⑥1回に7種類以上の処方が行なわれる頻度は診療所よりも病院で高い。院外処方1件あたりの処方日数も病院で長く、診療所は短い傾向にある。
 以上の指摘等を踏まえると、外来の機能分化・連携の推進に向けた診療報酬上の取り組みは徐々に効果を表わしてきているが、大病院における非紹介患者の割合はいぜんとして高く、同時に、「重複受診」「重複投薬」「残薬」への対応がより重要な課題となっているとする事務局の問題意識がみえる。
 このうち、「重複受診」「重複投薬」「残薬」への対策として登場したのが前改定における地域包括診療料と同加算であるが、改定後(14年7月)の届出数は、地域包括診療料が29都道府県に122施設(うち病院は13)、地域包括診療加算は全国で6,536施設と少なく、しかも、都道府県間のばらつきが大きい。
 議論にあたり、事務局(厚労省保険局医療課)は、16年度改定に向けた外来医療の課題を、「外来の機能分化・連携を推進する方策や、重複投薬や残薬を減らす方策、主治医機能の強化を含め、外来診療の質の向上と効率化を図る方策について、平成26年度改定の答申書付帯意見も踏まえ、更に検討していくべきではないか」と整理した。

地域包括診療料と同加算の拡充に支払側は慎重な構え

 議論の冒頭、診療側の鈴木委員(日医常任理事)は、支払側を代表して、外来に関する概括的な見解を表明した。その骨子は以下のとおり。
①「残薬」に関しては長期処方の制限を検討する必要がある。また、入院時持参薬の制限(DPC対象病院)において常備薬は認めることを検討する必要もある。さらに、重複投薬への対応も含め、かかりつけ医が薬局等の薬剤師と連携して対応していくことが必要。
②(地域包括診療料と同加算による)かかりつけ医機能の評価はわが国の医療提供体制を大きく変える可能性もあることから、検証調査の結果を踏まえ、じっくりと考えるべきである。
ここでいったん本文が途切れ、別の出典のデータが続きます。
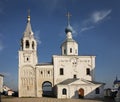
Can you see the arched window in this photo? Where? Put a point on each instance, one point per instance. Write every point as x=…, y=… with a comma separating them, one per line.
x=64, y=91
x=27, y=44
x=70, y=50
x=88, y=71
x=97, y=91
x=61, y=71
x=33, y=45
x=64, y=51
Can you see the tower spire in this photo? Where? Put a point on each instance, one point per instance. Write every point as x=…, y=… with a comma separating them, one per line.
x=68, y=28
x=68, y=17
x=28, y=31
x=28, y=18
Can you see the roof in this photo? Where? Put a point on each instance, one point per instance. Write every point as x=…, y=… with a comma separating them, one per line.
x=71, y=80
x=28, y=31
x=95, y=82
x=68, y=81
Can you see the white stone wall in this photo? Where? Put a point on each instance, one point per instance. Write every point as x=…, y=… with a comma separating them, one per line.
x=73, y=65
x=44, y=74
x=72, y=91
x=27, y=82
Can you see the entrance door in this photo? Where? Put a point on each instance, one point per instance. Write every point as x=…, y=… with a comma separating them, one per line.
x=47, y=88
x=81, y=93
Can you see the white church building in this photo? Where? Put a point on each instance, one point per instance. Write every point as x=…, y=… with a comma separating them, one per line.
x=67, y=76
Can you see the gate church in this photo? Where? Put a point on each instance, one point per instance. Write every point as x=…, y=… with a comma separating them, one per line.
x=67, y=76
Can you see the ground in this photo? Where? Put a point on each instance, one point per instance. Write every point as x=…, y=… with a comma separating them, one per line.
x=16, y=99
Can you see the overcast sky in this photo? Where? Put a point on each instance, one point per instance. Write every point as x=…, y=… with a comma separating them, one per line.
x=96, y=25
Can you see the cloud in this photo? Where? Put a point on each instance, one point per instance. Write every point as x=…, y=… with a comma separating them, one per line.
x=1, y=46
x=37, y=36
x=86, y=28
x=94, y=19
x=100, y=15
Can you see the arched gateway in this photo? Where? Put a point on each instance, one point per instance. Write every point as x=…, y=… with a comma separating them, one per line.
x=81, y=93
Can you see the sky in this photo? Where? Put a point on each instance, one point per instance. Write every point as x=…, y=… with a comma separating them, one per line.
x=96, y=25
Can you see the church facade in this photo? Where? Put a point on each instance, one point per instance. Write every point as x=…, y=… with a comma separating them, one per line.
x=67, y=76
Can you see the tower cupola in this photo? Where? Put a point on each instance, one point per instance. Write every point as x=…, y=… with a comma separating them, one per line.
x=69, y=46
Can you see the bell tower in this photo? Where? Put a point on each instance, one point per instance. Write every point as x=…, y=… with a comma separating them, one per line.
x=69, y=46
x=27, y=61
x=28, y=48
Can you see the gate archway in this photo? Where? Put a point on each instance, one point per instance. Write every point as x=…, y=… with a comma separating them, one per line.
x=81, y=93
x=47, y=88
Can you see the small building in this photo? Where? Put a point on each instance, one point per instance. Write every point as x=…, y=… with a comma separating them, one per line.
x=68, y=75
x=1, y=83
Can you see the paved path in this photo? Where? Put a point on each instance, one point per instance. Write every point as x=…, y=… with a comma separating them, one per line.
x=13, y=99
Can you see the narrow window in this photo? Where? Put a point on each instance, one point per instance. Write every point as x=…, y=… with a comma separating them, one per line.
x=88, y=71
x=33, y=45
x=76, y=51
x=48, y=72
x=64, y=91
x=64, y=51
x=61, y=71
x=97, y=91
x=27, y=44
x=70, y=50
x=74, y=76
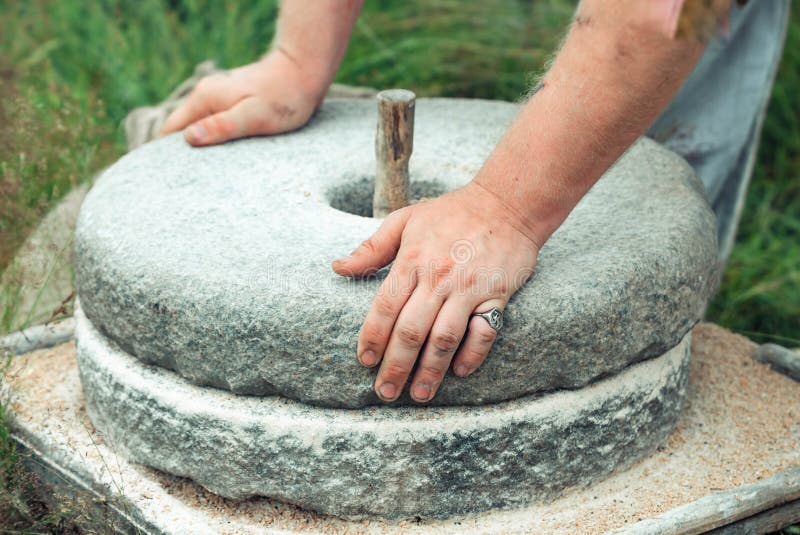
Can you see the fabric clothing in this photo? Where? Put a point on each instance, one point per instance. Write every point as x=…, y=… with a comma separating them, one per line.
x=715, y=120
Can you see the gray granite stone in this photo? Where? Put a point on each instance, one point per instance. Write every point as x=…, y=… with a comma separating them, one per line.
x=215, y=262
x=386, y=462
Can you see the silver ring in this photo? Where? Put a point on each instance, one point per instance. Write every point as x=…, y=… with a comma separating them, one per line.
x=493, y=317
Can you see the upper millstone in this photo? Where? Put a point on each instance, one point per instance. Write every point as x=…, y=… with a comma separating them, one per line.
x=215, y=262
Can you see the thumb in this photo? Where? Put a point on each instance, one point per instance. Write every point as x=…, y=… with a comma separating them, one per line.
x=240, y=120
x=378, y=250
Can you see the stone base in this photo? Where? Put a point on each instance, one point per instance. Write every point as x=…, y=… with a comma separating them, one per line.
x=389, y=462
x=741, y=425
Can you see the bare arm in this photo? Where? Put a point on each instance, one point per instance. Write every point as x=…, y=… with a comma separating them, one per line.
x=617, y=70
x=615, y=74
x=279, y=92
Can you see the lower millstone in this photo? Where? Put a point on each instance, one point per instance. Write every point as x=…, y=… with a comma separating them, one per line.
x=390, y=462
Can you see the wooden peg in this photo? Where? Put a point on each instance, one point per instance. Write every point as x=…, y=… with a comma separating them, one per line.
x=394, y=141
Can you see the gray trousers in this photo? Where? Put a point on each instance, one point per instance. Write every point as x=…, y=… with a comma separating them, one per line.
x=715, y=120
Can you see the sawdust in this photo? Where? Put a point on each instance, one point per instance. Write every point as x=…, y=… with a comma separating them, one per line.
x=741, y=424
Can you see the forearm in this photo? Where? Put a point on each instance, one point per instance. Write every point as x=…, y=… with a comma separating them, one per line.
x=315, y=35
x=613, y=76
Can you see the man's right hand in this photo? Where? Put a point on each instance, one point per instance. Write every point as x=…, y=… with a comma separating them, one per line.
x=271, y=96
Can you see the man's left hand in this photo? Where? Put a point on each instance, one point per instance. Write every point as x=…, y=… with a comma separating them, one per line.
x=458, y=254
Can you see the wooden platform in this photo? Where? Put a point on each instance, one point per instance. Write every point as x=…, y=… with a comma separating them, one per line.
x=732, y=464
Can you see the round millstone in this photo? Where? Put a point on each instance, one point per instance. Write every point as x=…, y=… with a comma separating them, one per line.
x=215, y=262
x=391, y=462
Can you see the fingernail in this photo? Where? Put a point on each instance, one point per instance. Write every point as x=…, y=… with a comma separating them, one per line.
x=387, y=391
x=369, y=358
x=196, y=133
x=422, y=392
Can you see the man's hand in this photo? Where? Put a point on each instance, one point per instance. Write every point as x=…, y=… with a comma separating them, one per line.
x=461, y=253
x=614, y=74
x=268, y=97
x=280, y=92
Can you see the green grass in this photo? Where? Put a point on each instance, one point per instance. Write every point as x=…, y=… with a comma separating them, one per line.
x=70, y=72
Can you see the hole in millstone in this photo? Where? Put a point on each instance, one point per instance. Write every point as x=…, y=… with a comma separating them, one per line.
x=355, y=197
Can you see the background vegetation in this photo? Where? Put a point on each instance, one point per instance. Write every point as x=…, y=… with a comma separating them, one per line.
x=70, y=72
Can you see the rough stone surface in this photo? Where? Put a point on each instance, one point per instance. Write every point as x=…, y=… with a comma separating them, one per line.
x=215, y=262
x=379, y=461
x=729, y=434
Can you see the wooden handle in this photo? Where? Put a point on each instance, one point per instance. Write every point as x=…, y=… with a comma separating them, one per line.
x=394, y=142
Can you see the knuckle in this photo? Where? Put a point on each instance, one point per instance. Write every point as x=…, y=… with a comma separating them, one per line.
x=484, y=334
x=411, y=335
x=384, y=305
x=219, y=126
x=369, y=245
x=395, y=372
x=446, y=341
x=430, y=374
x=472, y=358
x=373, y=334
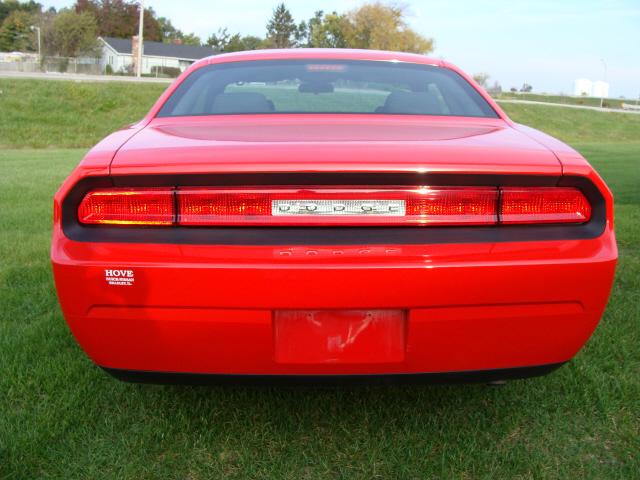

③処遇改善や光熱費・施設整備費等のコスト上昇に対応するため、初再診料や外来診療料はさらなる充実が必要である。
 鈴木委員は、「かかりつけ医(の機能を担う医療機関)には中小病院も含まれる」ことを強調した上で、前改定で新設された地域包括診療料と同加算について「服薬管理をかかりつけ医の業務と確認したことや院内処方を基本としたことは評価する」など、「日本医師会は、これはかかりつけ医の評価の道筋をつくったものと考えている」と肯定する一方で、その拡充など今後の展開に関しては、地域医療に与える影響が大きいことを理由に、「ゆっくりと進めるべきである」と注文をつけた。
 これに対して、支払側の白川委員(健保連専務理事)は、外来医療への対応について、「前改定で実施した措置等の傾向を引き続き行なっていく方向で臨むべき」とした上で、「大病院外来の問題は定額負担の導入が決まった後に議論すべきだが、それによっても分化は大幅には進まないだろう。いろいろな角度から策を考えないとならない」との認識を表わした。
 また、重複処方等に関しては「薬剤師の役割が非常に大切だ」と発言。長期処方の制限の検討については「処方期間を議論することには賛成する」と、さらに、「主治医機能の強化という方向は診療側と同じだ」とも述べ、支払側の考えに同調した。
 ただし、「初再診料の底上げという考え方は受け入れられない」として、報酬引き上げについては診療側と一線を画した。
 大病院外来の定額負担に関して、宮嵜医療課長は「改正法が成立後に中医協で審議していただくが、その直接的内容にとどまらず、色々な面から機能分化を考えていくことになるのではないか」と、引き続いて診療報酬上の措置を検討する必要を認めた。